Glass is often presented as the perfect circular economy material, possessing the qualities of being entirely and endlessly recyclable. Unfortunately, like so many things in life, the truth is a little more complex on close inspection. Envirotec spoke to Steve Whettingsteel, founder and CEO of glass recycling technology firm Krysteline, in search of a clearer understanding.
The little-told story with glass seems to be that, while 100% recyclability is indeed achievable, and should be everyone’s aspiration, the technology required to prepare some of the more problematic and contaminated fractions for remelt – and to do it in a cost-effective and low-carbon way – can be non-trivial, and the challenges have not been fully grasped by many.
In many places, as much as 40% of the waste glass fed into collection systems can find its way to landfill, or use as a low-value aggregate.
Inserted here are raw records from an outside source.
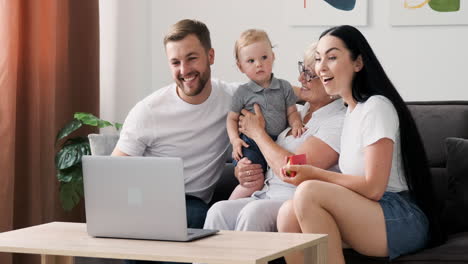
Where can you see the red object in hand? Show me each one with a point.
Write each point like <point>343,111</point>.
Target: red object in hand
<point>296,160</point>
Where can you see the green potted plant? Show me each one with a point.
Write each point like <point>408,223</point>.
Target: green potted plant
<point>68,158</point>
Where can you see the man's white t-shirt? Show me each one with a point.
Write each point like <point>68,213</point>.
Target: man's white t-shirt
<point>163,125</point>
<point>366,124</point>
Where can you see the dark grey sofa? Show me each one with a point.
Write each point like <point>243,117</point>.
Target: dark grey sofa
<point>436,120</point>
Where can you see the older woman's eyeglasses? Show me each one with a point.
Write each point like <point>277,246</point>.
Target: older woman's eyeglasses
<point>308,75</point>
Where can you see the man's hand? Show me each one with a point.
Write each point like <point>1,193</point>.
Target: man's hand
<point>250,124</point>
<point>237,145</point>
<point>298,130</point>
<point>249,175</point>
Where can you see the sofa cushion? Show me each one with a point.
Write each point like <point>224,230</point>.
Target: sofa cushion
<point>436,121</point>
<point>456,210</point>
<point>452,251</point>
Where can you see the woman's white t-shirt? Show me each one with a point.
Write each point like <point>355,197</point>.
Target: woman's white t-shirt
<point>364,125</point>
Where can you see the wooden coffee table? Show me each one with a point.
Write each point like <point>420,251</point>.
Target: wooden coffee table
<point>58,242</point>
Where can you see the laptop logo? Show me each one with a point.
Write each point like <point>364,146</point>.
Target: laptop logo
<point>134,196</point>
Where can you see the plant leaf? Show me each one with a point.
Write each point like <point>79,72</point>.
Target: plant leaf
<point>91,120</point>
<point>71,193</point>
<point>67,175</point>
<point>71,153</point>
<point>104,123</point>
<point>87,118</point>
<point>68,129</point>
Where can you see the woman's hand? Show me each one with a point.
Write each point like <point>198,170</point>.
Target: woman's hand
<point>249,175</point>
<point>298,130</point>
<point>303,173</point>
<point>250,124</point>
<point>237,145</point>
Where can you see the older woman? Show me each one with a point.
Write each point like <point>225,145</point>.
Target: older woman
<point>322,115</point>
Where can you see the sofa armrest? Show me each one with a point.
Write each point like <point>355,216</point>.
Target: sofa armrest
<point>102,144</point>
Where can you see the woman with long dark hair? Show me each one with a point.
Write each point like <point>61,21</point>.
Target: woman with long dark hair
<point>382,203</point>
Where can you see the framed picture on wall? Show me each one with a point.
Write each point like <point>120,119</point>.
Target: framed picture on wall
<point>428,12</point>
<point>326,12</point>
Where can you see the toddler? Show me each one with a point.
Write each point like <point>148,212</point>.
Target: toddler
<point>276,98</point>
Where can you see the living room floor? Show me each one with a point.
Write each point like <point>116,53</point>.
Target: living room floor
<point>79,260</point>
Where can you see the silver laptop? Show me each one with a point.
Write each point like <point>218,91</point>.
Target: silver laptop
<point>137,197</point>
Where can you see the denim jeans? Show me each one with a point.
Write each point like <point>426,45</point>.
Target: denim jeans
<point>196,214</point>
<point>253,152</point>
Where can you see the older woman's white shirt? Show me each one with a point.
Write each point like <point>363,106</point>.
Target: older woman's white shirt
<point>325,124</point>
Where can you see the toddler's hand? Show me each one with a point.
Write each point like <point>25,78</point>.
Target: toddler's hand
<point>237,145</point>
<point>298,130</point>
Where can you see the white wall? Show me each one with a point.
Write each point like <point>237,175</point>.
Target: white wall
<point>424,62</point>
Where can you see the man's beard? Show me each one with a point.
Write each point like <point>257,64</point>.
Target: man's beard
<point>202,80</point>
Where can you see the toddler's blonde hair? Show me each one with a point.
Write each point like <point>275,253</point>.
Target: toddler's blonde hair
<point>248,37</point>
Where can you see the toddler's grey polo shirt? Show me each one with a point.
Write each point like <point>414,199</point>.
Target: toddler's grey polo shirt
<point>274,102</point>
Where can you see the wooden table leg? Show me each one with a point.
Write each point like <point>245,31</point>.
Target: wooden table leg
<point>316,254</point>
<point>51,259</point>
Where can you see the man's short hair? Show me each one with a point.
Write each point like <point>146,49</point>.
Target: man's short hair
<point>185,27</point>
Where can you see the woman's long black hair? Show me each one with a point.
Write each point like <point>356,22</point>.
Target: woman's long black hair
<point>372,80</point>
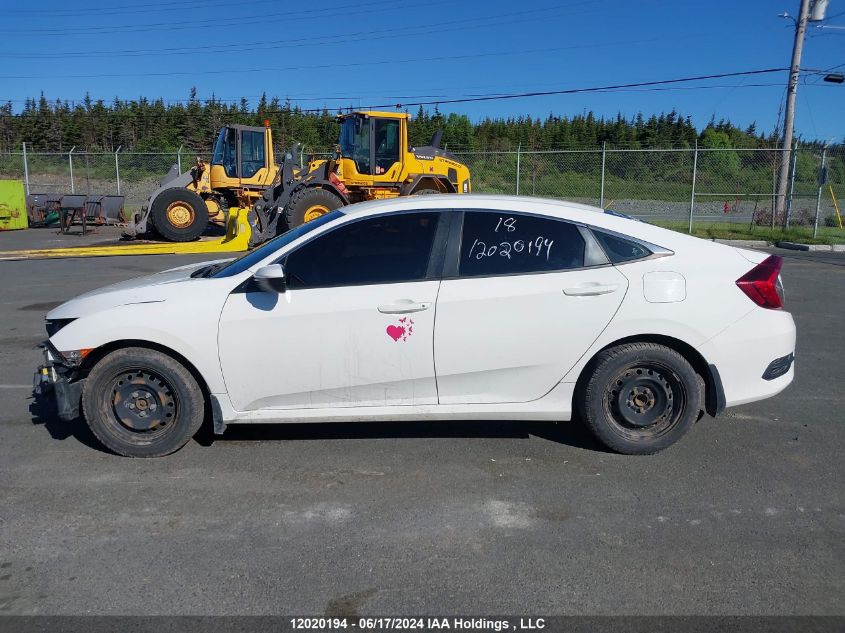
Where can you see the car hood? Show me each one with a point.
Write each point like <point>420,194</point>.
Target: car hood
<point>147,289</point>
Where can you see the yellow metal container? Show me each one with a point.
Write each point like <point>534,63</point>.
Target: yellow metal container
<point>12,206</point>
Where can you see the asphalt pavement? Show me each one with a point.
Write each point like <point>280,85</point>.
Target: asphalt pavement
<point>744,516</point>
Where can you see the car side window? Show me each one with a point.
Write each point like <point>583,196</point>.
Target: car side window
<point>501,243</point>
<point>618,249</point>
<point>383,249</point>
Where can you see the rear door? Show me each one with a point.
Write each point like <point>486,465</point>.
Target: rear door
<point>525,299</point>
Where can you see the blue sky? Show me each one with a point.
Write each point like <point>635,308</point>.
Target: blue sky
<point>370,52</point>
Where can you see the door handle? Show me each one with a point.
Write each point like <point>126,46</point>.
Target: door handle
<point>404,306</point>
<point>590,290</point>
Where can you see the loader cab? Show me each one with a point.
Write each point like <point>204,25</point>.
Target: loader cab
<point>242,156</point>
<point>373,145</point>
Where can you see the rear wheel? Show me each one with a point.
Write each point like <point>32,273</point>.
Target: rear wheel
<point>179,215</point>
<point>142,403</point>
<point>309,204</point>
<point>640,398</point>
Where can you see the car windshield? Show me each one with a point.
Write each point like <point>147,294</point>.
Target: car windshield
<point>236,266</point>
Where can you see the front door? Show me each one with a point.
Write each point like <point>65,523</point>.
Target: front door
<point>355,326</point>
<point>521,310</point>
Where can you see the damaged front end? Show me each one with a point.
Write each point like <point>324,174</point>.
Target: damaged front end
<point>61,376</point>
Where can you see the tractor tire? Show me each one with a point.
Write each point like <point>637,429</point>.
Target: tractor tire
<point>309,204</point>
<point>179,215</point>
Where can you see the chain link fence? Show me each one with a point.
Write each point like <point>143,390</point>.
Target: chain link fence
<point>691,186</point>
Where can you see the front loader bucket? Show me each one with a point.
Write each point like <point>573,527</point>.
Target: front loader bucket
<point>235,240</point>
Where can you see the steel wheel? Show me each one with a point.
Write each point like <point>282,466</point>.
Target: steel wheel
<point>143,402</point>
<point>180,214</point>
<point>645,400</point>
<point>639,398</point>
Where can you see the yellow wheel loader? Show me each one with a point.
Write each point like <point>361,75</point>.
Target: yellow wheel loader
<point>372,160</point>
<point>242,167</point>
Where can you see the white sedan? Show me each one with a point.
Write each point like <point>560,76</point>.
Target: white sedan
<point>431,308</point>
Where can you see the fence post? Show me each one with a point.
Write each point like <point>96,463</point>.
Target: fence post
<point>25,169</point>
<point>603,157</point>
<point>117,168</point>
<point>70,160</point>
<point>791,184</point>
<point>822,179</point>
<point>774,191</point>
<point>694,174</point>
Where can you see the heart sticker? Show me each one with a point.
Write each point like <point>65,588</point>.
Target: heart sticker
<point>395,332</point>
<point>401,332</point>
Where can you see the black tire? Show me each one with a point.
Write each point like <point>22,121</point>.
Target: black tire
<point>640,398</point>
<point>189,205</point>
<point>303,203</point>
<point>113,395</point>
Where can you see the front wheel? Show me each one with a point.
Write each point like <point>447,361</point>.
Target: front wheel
<point>640,398</point>
<point>142,403</point>
<point>179,215</point>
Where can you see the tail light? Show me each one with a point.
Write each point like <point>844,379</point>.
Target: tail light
<point>762,283</point>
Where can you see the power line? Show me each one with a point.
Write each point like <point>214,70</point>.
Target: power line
<point>523,95</point>
<point>131,8</point>
<point>352,98</point>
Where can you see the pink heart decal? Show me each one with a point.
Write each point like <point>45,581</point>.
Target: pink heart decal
<point>395,332</point>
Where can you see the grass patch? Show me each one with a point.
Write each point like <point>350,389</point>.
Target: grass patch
<point>730,231</point>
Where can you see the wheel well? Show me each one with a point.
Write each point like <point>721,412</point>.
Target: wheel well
<point>690,354</point>
<point>98,354</point>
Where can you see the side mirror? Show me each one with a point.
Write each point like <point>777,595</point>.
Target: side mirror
<point>271,278</point>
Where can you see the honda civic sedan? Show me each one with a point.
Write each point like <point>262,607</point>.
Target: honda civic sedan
<point>431,308</point>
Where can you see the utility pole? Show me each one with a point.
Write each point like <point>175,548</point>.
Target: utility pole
<point>812,11</point>
<point>789,116</point>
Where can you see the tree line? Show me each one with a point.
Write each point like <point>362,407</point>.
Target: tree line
<point>155,125</point>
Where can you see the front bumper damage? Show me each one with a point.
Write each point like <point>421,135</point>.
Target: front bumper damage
<point>57,379</point>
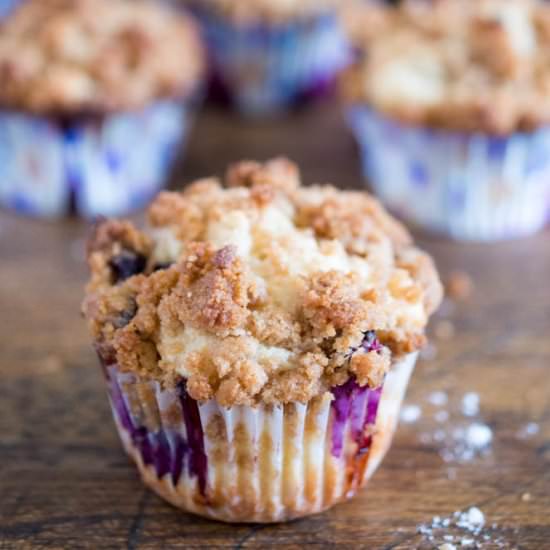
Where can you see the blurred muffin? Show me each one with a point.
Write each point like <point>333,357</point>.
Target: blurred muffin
<point>450,103</point>
<point>269,54</point>
<point>95,97</point>
<point>257,340</point>
<point>6,6</point>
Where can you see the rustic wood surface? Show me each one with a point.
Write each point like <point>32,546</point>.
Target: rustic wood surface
<point>65,482</point>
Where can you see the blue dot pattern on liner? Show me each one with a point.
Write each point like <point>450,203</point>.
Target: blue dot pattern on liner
<point>6,6</point>
<point>265,69</point>
<point>419,174</point>
<point>110,166</point>
<point>470,187</point>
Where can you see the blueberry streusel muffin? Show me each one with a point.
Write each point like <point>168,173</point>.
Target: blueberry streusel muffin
<point>450,102</point>
<point>257,339</point>
<point>269,54</point>
<point>95,96</point>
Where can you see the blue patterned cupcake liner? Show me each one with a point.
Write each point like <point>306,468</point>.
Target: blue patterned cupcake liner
<point>256,464</point>
<point>468,186</point>
<point>264,69</point>
<point>107,165</point>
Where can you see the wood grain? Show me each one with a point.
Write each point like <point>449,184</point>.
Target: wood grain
<point>65,482</point>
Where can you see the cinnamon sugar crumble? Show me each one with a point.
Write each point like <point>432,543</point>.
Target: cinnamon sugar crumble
<point>94,56</point>
<point>467,66</point>
<point>260,291</point>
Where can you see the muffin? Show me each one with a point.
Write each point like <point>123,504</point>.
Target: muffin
<point>267,55</point>
<point>96,96</point>
<point>450,104</point>
<point>257,340</point>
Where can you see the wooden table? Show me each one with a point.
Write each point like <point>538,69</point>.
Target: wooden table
<point>65,482</point>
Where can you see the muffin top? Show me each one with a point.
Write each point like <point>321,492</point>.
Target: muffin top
<point>272,11</point>
<point>482,65</point>
<point>95,56</point>
<point>259,291</point>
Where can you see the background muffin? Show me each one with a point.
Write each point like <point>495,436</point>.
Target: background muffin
<point>95,97</point>
<point>257,340</point>
<point>450,103</point>
<point>267,55</point>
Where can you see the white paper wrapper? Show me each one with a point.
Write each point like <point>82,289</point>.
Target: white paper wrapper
<point>470,187</point>
<point>107,166</point>
<point>266,68</point>
<point>264,464</point>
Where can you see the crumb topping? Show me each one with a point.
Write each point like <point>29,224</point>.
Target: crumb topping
<point>259,289</point>
<point>245,12</point>
<point>469,66</point>
<point>88,56</point>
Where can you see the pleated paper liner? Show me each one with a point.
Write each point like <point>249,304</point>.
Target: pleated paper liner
<point>261,464</point>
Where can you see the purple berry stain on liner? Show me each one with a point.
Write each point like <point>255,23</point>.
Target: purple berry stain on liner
<point>358,404</point>
<point>155,448</point>
<point>198,461</point>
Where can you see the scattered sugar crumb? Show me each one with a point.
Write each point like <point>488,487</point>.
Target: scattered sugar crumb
<point>472,519</point>
<point>530,429</point>
<point>470,404</point>
<point>459,285</point>
<point>464,529</point>
<point>479,435</point>
<point>438,398</point>
<point>410,413</point>
<point>444,330</point>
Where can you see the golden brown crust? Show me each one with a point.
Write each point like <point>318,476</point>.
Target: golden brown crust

This is the fraction comprised of particle sizes smaller than 10mm in length, which is generally beyond the abilities of an optical sorter to segregate it from other contaminants. Without segregation, it has to part company at this stage with the bulk of the material, the “cullet” that is destined for remelt and the manufacture of new glass products.
The CO2 losses can also be significant, in the region of $2.64 billion annually worldwide. Around 16 million tonnes of container glass is landfilled annually
An alternative to landfill
Whettingsteel explains that the technology is now available to do things differently, and this problematic fraction can be less carbon-intensive than cullet, and can acquire a higher re-sell value than the material going into cullet, if handled appropriately. It’s a mission whose fulfilment seems to depend on working co-operatively with the different parties in the glass recycling value chain, including glass producers, cullet users, waste collectors, recyclers and local authorities. And he seems at pains to emphasize an approach of not stepping on toes, but rather of stepping in with complimentary technology or a piece of useful expertise, wherever it might be helpful.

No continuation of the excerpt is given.